Бабушка положила веретено и пошла кормить птицу. Барунка осталась в саду подровнять грядку. Минуту спустя пришла Кристла.

— Вы одни тут? — спросила она, заглядывая через плетень.

— Да ты поди сюда! Бабушка скоро придет, пошла насыпать корму птицам, — отвечала Барунка.

— А где маменька?

— Пошла в город навестить куму. Ведь маменька все плачет о том, что тятенька может быть не приедет нынешний год; поэтому бабушка и посылает ее всюду, чтоб она немножко развлеклась. Мы все так радовались приезду тятеньки и Гортензии, а вышло все напрасно. Бедняжка Гортензия!

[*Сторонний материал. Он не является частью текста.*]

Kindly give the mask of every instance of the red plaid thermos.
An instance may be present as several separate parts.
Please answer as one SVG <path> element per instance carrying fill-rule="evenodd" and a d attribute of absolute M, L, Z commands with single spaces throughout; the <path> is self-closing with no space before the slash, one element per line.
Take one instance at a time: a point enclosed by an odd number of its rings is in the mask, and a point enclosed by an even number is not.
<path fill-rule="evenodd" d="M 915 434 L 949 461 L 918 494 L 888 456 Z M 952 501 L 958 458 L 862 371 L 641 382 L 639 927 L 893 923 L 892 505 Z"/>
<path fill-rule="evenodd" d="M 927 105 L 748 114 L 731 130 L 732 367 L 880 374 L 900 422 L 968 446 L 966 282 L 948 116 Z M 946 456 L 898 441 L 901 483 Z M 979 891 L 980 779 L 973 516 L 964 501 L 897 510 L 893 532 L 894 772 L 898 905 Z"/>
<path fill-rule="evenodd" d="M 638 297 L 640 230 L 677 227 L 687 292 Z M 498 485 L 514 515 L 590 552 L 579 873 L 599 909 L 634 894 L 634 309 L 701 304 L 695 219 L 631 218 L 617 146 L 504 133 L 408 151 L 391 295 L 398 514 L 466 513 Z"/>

Стоя одним коленом на тропинке, Барунка оперлась локтем на другое колено, и опустив голову на руку, задумалась. Кристла села под сирень, сложенные руки ее опустились на колени, а голова нагнулась на грудь. Она была вне себя, а глаза ее распухли от слез.

— Горячка, должно быть, страшная болезнь. Что если она умрет, Боже мой! У тебя никогда не было горячки, Кристла? — спросила Барунка, помолчав немного.

— Нет, я никогда не хворала; но теперь уже прощай мое здоровье, — грустно отвечала Кристла.

Только теперь Барунка хорошенько посмотрела на нее, и увидав ее изменившееся лицо, вскочила на ноги и подбежала к ней с вопросом:

— Что с тобой? Разве Мила в солдатах?

Кристла вместо ответа зарыдала. В это время воротилась бабушка.

— Что, воротились? — торопливо спросила она.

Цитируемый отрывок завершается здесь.